Modschiedel ist ein Dorf, in dem Tradition und Moderne Hand in Hand gehen. Die Geschichte wird gepflegt, in die Zukunft wird investiert. So entsteht eine lebenswerte Gemeinschaft, bereichert durch zahlreiche Vereine, die sich sehen lassen kann.

Beweis dafür ist der Tag des offenen Dorfes, den die Einwohner am Sonntag zusammen mit dem Tag des offenen Hofes des Bauernverbands, der alle zwei Jahre stattfindet, auf die Beine stellten.

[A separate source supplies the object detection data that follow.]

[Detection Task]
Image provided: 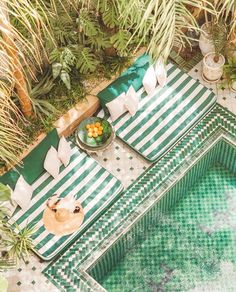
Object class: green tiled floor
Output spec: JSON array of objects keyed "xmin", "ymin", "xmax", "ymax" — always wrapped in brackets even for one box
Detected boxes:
[{"xmin": 101, "ymin": 166, "xmax": 236, "ymax": 292}]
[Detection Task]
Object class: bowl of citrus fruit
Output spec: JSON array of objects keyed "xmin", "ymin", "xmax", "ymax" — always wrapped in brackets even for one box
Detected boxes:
[{"xmin": 77, "ymin": 117, "xmax": 112, "ymax": 147}]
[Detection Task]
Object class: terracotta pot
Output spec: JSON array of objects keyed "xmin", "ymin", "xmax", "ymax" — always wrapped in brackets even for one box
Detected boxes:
[
  {"xmin": 199, "ymin": 23, "xmax": 215, "ymax": 56},
  {"xmin": 202, "ymin": 52, "xmax": 225, "ymax": 83}
]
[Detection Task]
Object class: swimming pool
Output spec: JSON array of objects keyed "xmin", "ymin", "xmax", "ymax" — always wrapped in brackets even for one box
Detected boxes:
[
  {"xmin": 88, "ymin": 139, "xmax": 236, "ymax": 291},
  {"xmin": 44, "ymin": 105, "xmax": 236, "ymax": 291}
]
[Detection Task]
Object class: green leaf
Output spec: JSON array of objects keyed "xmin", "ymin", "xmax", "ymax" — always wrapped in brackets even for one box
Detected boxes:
[
  {"xmin": 100, "ymin": 0, "xmax": 119, "ymax": 28},
  {"xmin": 0, "ymin": 275, "xmax": 8, "ymax": 292},
  {"xmin": 60, "ymin": 70, "xmax": 71, "ymax": 90},
  {"xmin": 76, "ymin": 48, "xmax": 99, "ymax": 74},
  {"xmin": 111, "ymin": 30, "xmax": 131, "ymax": 56},
  {"xmin": 0, "ymin": 183, "xmax": 11, "ymax": 201},
  {"xmin": 77, "ymin": 9, "xmax": 100, "ymax": 37},
  {"xmin": 52, "ymin": 63, "xmax": 62, "ymax": 79}
]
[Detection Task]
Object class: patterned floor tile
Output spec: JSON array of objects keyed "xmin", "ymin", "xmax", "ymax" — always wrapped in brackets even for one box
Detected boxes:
[{"xmin": 4, "ymin": 62, "xmax": 236, "ymax": 292}]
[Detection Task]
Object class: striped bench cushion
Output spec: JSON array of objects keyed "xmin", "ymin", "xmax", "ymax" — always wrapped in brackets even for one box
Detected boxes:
[
  {"xmin": 98, "ymin": 63, "xmax": 216, "ymax": 162},
  {"xmin": 10, "ymin": 144, "xmax": 122, "ymax": 260}
]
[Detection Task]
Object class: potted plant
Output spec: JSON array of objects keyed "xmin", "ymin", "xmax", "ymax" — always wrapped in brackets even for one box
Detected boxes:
[
  {"xmin": 224, "ymin": 57, "xmax": 236, "ymax": 92},
  {"xmin": 199, "ymin": 22, "xmax": 215, "ymax": 56},
  {"xmin": 0, "ymin": 183, "xmax": 34, "ymax": 292},
  {"xmin": 202, "ymin": 22, "xmax": 227, "ymax": 83}
]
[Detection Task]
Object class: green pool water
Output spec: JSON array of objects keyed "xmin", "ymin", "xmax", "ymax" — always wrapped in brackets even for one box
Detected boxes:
[{"xmin": 100, "ymin": 165, "xmax": 236, "ymax": 292}]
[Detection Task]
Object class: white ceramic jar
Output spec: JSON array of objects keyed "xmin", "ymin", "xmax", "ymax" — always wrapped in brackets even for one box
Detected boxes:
[
  {"xmin": 199, "ymin": 23, "xmax": 215, "ymax": 56},
  {"xmin": 202, "ymin": 52, "xmax": 225, "ymax": 83}
]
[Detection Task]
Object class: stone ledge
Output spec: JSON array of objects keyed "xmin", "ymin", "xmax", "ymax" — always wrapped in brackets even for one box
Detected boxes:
[{"xmin": 54, "ymin": 95, "xmax": 100, "ymax": 137}]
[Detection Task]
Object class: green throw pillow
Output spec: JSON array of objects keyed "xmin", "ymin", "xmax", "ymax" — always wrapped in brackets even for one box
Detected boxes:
[
  {"xmin": 0, "ymin": 129, "xmax": 59, "ymax": 190},
  {"xmin": 97, "ymin": 54, "xmax": 151, "ymax": 112}
]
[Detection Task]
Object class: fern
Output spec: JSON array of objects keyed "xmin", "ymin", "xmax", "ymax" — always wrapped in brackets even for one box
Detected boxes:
[
  {"xmin": 76, "ymin": 9, "xmax": 100, "ymax": 37},
  {"xmin": 76, "ymin": 48, "xmax": 99, "ymax": 74},
  {"xmin": 111, "ymin": 30, "xmax": 131, "ymax": 57},
  {"xmin": 87, "ymin": 32, "xmax": 111, "ymax": 51},
  {"xmin": 99, "ymin": 0, "xmax": 119, "ymax": 28}
]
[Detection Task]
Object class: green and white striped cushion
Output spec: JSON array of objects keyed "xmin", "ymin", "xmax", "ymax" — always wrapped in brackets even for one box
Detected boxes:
[
  {"xmin": 10, "ymin": 146, "xmax": 122, "ymax": 260},
  {"xmin": 98, "ymin": 63, "xmax": 216, "ymax": 161}
]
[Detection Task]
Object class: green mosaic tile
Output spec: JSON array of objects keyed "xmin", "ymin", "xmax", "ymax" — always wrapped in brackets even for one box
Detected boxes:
[
  {"xmin": 44, "ymin": 105, "xmax": 236, "ymax": 291},
  {"xmin": 101, "ymin": 166, "xmax": 236, "ymax": 292}
]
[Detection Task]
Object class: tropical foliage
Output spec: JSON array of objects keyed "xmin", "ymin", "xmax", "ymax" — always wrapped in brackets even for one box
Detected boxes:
[
  {"xmin": 0, "ymin": 184, "xmax": 34, "ymax": 272},
  {"xmin": 0, "ymin": 0, "xmax": 236, "ymax": 168}
]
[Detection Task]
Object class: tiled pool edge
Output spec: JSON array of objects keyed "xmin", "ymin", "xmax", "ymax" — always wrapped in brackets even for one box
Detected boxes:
[
  {"xmin": 87, "ymin": 138, "xmax": 236, "ymax": 282},
  {"xmin": 44, "ymin": 105, "xmax": 236, "ymax": 291}
]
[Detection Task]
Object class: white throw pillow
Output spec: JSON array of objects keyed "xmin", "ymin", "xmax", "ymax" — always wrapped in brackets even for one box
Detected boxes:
[
  {"xmin": 43, "ymin": 146, "xmax": 61, "ymax": 178},
  {"xmin": 125, "ymin": 85, "xmax": 139, "ymax": 117},
  {"xmin": 57, "ymin": 136, "xmax": 71, "ymax": 167},
  {"xmin": 11, "ymin": 175, "xmax": 33, "ymax": 211},
  {"xmin": 143, "ymin": 65, "xmax": 157, "ymax": 95},
  {"xmin": 155, "ymin": 57, "xmax": 167, "ymax": 87},
  {"xmin": 106, "ymin": 92, "xmax": 127, "ymax": 122}
]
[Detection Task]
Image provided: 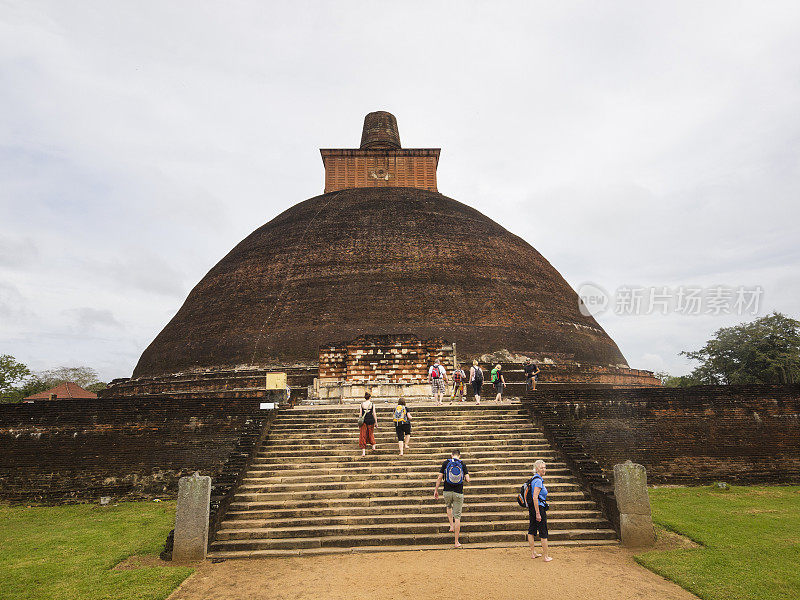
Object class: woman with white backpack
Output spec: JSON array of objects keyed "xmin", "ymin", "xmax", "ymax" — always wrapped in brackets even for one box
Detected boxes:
[
  {"xmin": 526, "ymin": 460, "xmax": 553, "ymax": 562},
  {"xmin": 392, "ymin": 398, "xmax": 411, "ymax": 456}
]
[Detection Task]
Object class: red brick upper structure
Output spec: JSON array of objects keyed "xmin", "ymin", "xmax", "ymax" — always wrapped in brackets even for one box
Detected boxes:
[
  {"xmin": 320, "ymin": 111, "xmax": 440, "ymax": 193},
  {"xmin": 134, "ymin": 113, "xmax": 627, "ymax": 377},
  {"xmin": 23, "ymin": 381, "xmax": 97, "ymax": 401}
]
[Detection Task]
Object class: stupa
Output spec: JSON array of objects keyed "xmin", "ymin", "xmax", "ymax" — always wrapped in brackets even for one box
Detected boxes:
[{"xmin": 134, "ymin": 112, "xmax": 627, "ymax": 377}]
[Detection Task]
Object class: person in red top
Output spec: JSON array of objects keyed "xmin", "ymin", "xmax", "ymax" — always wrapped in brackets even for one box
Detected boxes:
[
  {"xmin": 450, "ymin": 365, "xmax": 467, "ymax": 402},
  {"xmin": 428, "ymin": 358, "xmax": 447, "ymax": 404}
]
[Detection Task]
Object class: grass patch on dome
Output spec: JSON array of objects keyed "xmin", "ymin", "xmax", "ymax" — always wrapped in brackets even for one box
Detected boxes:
[
  {"xmin": 636, "ymin": 486, "xmax": 800, "ymax": 600},
  {"xmin": 0, "ymin": 502, "xmax": 192, "ymax": 600}
]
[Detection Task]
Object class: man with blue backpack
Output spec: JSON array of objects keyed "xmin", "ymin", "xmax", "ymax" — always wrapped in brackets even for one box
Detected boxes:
[
  {"xmin": 433, "ymin": 450, "xmax": 469, "ymax": 548},
  {"xmin": 517, "ymin": 460, "xmax": 553, "ymax": 562}
]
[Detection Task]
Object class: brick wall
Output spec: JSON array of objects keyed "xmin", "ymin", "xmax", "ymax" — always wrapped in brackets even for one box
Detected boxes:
[
  {"xmin": 98, "ymin": 366, "xmax": 317, "ymax": 398},
  {"xmin": 320, "ymin": 148, "xmax": 439, "ymax": 194},
  {"xmin": 0, "ymin": 392, "xmax": 278, "ymax": 508},
  {"xmin": 526, "ymin": 385, "xmax": 800, "ymax": 483},
  {"xmin": 319, "ymin": 335, "xmax": 454, "ymax": 383}
]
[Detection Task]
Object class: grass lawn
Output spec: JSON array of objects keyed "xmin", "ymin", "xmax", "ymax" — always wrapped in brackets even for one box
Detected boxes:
[
  {"xmin": 636, "ymin": 486, "xmax": 800, "ymax": 600},
  {"xmin": 0, "ymin": 502, "xmax": 192, "ymax": 600}
]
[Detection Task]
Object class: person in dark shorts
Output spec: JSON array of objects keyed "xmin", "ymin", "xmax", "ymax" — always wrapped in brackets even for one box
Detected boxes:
[
  {"xmin": 392, "ymin": 398, "xmax": 411, "ymax": 456},
  {"xmin": 527, "ymin": 460, "xmax": 553, "ymax": 562},
  {"xmin": 524, "ymin": 358, "xmax": 540, "ymax": 392},
  {"xmin": 358, "ymin": 392, "xmax": 378, "ymax": 456},
  {"xmin": 433, "ymin": 450, "xmax": 469, "ymax": 548},
  {"xmin": 491, "ymin": 363, "xmax": 506, "ymax": 402},
  {"xmin": 469, "ymin": 360, "xmax": 483, "ymax": 404}
]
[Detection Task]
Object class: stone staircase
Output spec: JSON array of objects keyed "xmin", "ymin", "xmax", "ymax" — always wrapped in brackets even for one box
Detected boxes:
[{"xmin": 211, "ymin": 402, "xmax": 617, "ymax": 558}]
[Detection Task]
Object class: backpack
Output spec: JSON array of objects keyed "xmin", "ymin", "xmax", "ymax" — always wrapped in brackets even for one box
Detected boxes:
[
  {"xmin": 517, "ymin": 481, "xmax": 531, "ymax": 508},
  {"xmin": 392, "ymin": 404, "xmax": 408, "ymax": 423},
  {"xmin": 444, "ymin": 458, "xmax": 464, "ymax": 485},
  {"xmin": 517, "ymin": 475, "xmax": 542, "ymax": 508}
]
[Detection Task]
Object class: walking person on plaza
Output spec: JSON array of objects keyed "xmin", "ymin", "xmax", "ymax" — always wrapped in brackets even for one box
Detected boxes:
[
  {"xmin": 525, "ymin": 358, "xmax": 541, "ymax": 392},
  {"xmin": 469, "ymin": 360, "xmax": 483, "ymax": 404},
  {"xmin": 527, "ymin": 460, "xmax": 553, "ymax": 562},
  {"xmin": 450, "ymin": 365, "xmax": 467, "ymax": 402},
  {"xmin": 492, "ymin": 363, "xmax": 506, "ymax": 402},
  {"xmin": 428, "ymin": 358, "xmax": 447, "ymax": 404},
  {"xmin": 392, "ymin": 398, "xmax": 411, "ymax": 456},
  {"xmin": 433, "ymin": 450, "xmax": 469, "ymax": 548},
  {"xmin": 358, "ymin": 392, "xmax": 378, "ymax": 456}
]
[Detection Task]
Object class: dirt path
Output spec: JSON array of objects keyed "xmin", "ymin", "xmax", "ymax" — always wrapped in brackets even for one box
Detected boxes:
[{"xmin": 169, "ymin": 546, "xmax": 696, "ymax": 600}]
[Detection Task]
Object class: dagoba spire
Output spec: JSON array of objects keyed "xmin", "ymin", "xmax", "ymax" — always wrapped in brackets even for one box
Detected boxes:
[
  {"xmin": 320, "ymin": 110, "xmax": 440, "ymax": 194},
  {"xmin": 361, "ymin": 110, "xmax": 401, "ymax": 150}
]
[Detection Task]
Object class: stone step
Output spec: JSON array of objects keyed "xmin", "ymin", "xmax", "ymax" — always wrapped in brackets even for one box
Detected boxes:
[
  {"xmin": 279, "ymin": 400, "xmax": 527, "ymax": 419},
  {"xmin": 233, "ymin": 485, "xmax": 585, "ymax": 506},
  {"xmin": 211, "ymin": 523, "xmax": 616, "ymax": 551},
  {"xmin": 245, "ymin": 463, "xmax": 572, "ymax": 478},
  {"xmin": 257, "ymin": 444, "xmax": 554, "ymax": 466},
  {"xmin": 217, "ymin": 514, "xmax": 609, "ymax": 542},
  {"xmin": 258, "ymin": 437, "xmax": 552, "ymax": 456},
  {"xmin": 269, "ymin": 427, "xmax": 547, "ymax": 443},
  {"xmin": 223, "ymin": 505, "xmax": 603, "ymax": 529},
  {"xmin": 228, "ymin": 494, "xmax": 597, "ymax": 519},
  {"xmin": 251, "ymin": 458, "xmax": 566, "ymax": 472},
  {"xmin": 209, "ymin": 539, "xmax": 619, "ymax": 559},
  {"xmin": 238, "ymin": 476, "xmax": 579, "ymax": 494},
  {"xmin": 242, "ymin": 469, "xmax": 576, "ymax": 491},
  {"xmin": 212, "ymin": 403, "xmax": 616, "ymax": 557},
  {"xmin": 272, "ymin": 414, "xmax": 539, "ymax": 431},
  {"xmin": 225, "ymin": 486, "xmax": 588, "ymax": 511},
  {"xmin": 273, "ymin": 413, "xmax": 533, "ymax": 429},
  {"xmin": 272, "ymin": 413, "xmax": 532, "ymax": 429}
]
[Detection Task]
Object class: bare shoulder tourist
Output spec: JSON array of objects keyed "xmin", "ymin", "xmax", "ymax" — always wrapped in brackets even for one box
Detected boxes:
[
  {"xmin": 433, "ymin": 450, "xmax": 469, "ymax": 548},
  {"xmin": 358, "ymin": 392, "xmax": 378, "ymax": 456},
  {"xmin": 526, "ymin": 460, "xmax": 553, "ymax": 562}
]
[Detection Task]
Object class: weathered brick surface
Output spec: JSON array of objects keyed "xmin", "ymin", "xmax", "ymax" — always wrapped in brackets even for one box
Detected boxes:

Mehrere tausend Besucher nutzten das heitere Wetter, schlenderten durch den Ort, bewunderten die gepflegten Gärten, bestaunten Handwerksvorführungen, informierten sich an den Ständen über neue Technologien sowie die Dorfentwicklung und ließen sich kulinarisch verwöhnen. Zwar wollte es am Vormittag zum Bieranstich durch die Schirmherrin, Bundestagsabgeordnete Emmi Zeulner (CSU), eine Stunde lang gar nicht aufhören zu regnen. "Wir haben schon kurz gebangt", gesteht Christine Kießling, Vorsitzende des Gartenbauvereins. Doch zum Rest des Tages sorgten Sonnenschein und eine laue Brise für gute Laune bei Organisatoren und Besuchern.
Beim Dorfrundgang gab es für Alt und Jung viel zu sehen - und vor allem für die Kinder auch zu erleben. Auf einen Traktor steigen, ohne dass jemand schimpft? Kein Problem. Während die Erwachsenen die ausgestellten, teilweise historischen Landmaschinen und Traktoren bewunderten, saßen die Jüngsten stolz am Steuer. Kälbchen streicheln und einer Kuh einmal in die Augen schauen? Auf dem Hof der Familie Herold gab es dazu die Möglichkeit.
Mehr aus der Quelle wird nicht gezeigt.